Le souvenir de son amie, la sœur aînée de Dursun, remonta en force dans son esprit. Elle était si joyeuse, si pleine de vie qu’elle éclairait les lieux de sa seule présence. Après son assassinat, Dursun avait mis longtemps avant de recommencer à sourire. Et elle n’avait toujours pas retrouvé son insouciance, malgré tout l’amour que lui prodiguait Nëjya. En fait, Dursun s’était transformée en une adulte bien qu’elle n’eût à peine que dix ans.

— Ça serait elle qui aurait tué…

— Si tu fréquentais davantage les personnes de ton rang, tu saurais la réponse.

Mericia repoussa le rideau et le rangea dans le logement qui l’avait si longtemps masqué à la connaissance de Deirane.

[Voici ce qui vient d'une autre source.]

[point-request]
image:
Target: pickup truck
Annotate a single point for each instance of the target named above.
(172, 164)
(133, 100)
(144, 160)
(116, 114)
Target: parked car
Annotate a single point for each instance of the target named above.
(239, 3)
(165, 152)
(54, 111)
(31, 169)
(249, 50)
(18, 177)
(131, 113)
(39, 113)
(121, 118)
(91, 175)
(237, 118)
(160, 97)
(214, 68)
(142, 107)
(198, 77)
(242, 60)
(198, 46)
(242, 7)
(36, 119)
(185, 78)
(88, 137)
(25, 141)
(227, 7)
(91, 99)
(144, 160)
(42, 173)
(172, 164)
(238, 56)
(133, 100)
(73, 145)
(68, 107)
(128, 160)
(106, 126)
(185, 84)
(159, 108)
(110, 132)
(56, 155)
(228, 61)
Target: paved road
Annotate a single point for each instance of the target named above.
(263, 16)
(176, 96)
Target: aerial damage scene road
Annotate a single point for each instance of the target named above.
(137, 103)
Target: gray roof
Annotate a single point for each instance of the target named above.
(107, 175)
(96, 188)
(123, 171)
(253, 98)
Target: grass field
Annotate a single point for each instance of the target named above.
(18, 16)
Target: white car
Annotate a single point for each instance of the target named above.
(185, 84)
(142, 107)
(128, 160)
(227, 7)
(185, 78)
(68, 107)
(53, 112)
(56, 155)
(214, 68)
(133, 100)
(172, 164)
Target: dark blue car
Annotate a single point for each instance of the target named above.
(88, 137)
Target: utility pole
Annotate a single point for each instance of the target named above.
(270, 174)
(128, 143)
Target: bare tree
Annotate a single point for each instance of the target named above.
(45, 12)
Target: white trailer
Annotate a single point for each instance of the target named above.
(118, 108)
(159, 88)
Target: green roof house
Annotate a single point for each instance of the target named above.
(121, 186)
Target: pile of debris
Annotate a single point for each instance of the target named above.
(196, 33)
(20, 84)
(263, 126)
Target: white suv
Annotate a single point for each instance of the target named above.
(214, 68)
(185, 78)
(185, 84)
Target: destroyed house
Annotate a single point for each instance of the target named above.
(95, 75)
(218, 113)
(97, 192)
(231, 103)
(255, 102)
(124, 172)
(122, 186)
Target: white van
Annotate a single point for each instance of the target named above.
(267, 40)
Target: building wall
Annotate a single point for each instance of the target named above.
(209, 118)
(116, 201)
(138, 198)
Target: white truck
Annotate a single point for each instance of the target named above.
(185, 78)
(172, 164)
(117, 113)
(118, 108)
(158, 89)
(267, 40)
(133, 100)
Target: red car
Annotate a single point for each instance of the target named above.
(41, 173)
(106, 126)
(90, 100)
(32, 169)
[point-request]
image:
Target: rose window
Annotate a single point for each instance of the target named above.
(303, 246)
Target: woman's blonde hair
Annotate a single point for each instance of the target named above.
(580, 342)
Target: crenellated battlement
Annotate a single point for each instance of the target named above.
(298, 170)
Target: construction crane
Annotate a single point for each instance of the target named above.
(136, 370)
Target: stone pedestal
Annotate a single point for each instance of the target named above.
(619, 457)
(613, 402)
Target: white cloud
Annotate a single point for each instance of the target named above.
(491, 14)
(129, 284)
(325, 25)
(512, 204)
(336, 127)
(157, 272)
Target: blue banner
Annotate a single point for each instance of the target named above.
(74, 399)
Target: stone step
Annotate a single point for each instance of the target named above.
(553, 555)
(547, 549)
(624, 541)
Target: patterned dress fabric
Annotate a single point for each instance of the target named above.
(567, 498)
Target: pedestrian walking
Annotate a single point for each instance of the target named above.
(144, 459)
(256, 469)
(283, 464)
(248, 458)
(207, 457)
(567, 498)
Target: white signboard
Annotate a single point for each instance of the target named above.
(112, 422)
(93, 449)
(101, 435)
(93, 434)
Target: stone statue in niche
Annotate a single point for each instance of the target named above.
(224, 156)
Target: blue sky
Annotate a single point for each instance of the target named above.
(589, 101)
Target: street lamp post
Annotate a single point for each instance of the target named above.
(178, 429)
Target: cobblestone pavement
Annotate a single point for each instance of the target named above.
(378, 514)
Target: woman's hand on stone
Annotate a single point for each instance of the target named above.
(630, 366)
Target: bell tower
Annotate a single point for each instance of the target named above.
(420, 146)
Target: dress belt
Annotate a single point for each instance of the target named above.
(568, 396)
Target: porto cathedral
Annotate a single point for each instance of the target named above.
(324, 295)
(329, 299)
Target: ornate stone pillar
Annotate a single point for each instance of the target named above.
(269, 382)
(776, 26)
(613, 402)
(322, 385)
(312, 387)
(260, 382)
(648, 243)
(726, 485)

— Un dernier point, reprit-elle, tu t’es chargée de mettre Biluan en terre. Tu as caché sa tombe pour que personne ne puisse l’honorer. Je veux savoir où elle se trouve.

— Pourquoi ?

— Quelle question ! Y verser du sel bien sûr !

Deirane rata un pas. Ainsi Mericia détestait Biluan au point de le maudire au-delà de la mort. Qu’avait-il bien pu lui faire ?

— Biluan ne repose pas dans sa tombe. J’ai donné son corps aux poissons.

Les lèvres de Mericia dessinèrent un sourire carnassier.

— Tu es pire que je le croyais. Nous allons accomplir de grandes choses toutes les deux. Personne ne pourra nous résister.

Mericia ne jeta qu’un coup d’œil à Salomé qui s’ébattait dans l’eau avec les gamines. Cette dernière, en voyant sa chef arriver, sortit de la piscine.

Dursun s’était levée et avait rejoint Deirane.

— Que voulait-elle ? demanda-t-elle.

— Nous en parlerons plus tard. Quand les enfants seront couchés, répondit Deirane.

Dursun hocha la tête. Elle savait que le harem était espionné. L’échange qu’avaient les deux concubines ne devait pas être si secret. À moins que Mericia sût quelque chose qu’elles ignoraient sur cette surveillance.

— On va dire que les Yrianis du harem se serrent les coudes contre les autres, résuma-t-elle.

Mericia, qui aidait son adjointe à se sécher se retourna vivement vers les deux jeunes femmes. Son expression avait changé. Elle semblait en colère. En quelques pas, elle se retrouva au niveau de Deirane.

— Un détail. Si nous devons collaborer. Ne m’insulte plus jamais en me traitant d’Yriani. Je ne suis pas Yriani. Je déteste ce pays.

— Je croyais que…

Devant l’expression de la concubine, Deirane n’insista pas.

— Je suis Milesite, répondit-elle à l’interrogation muette.

— Je suis désolée, je ne connais pas cet endroit.

Un coup d’œil à Dursun lui montra que l’adolescente aussi séchait sur la question.

— Je sais, ajouta Mericia plus calmement.

Les trois femmes sortirent par une porte de service, certainement pour ne pas être vues par le reste du harem, laissant Deirane et Dursun interdites.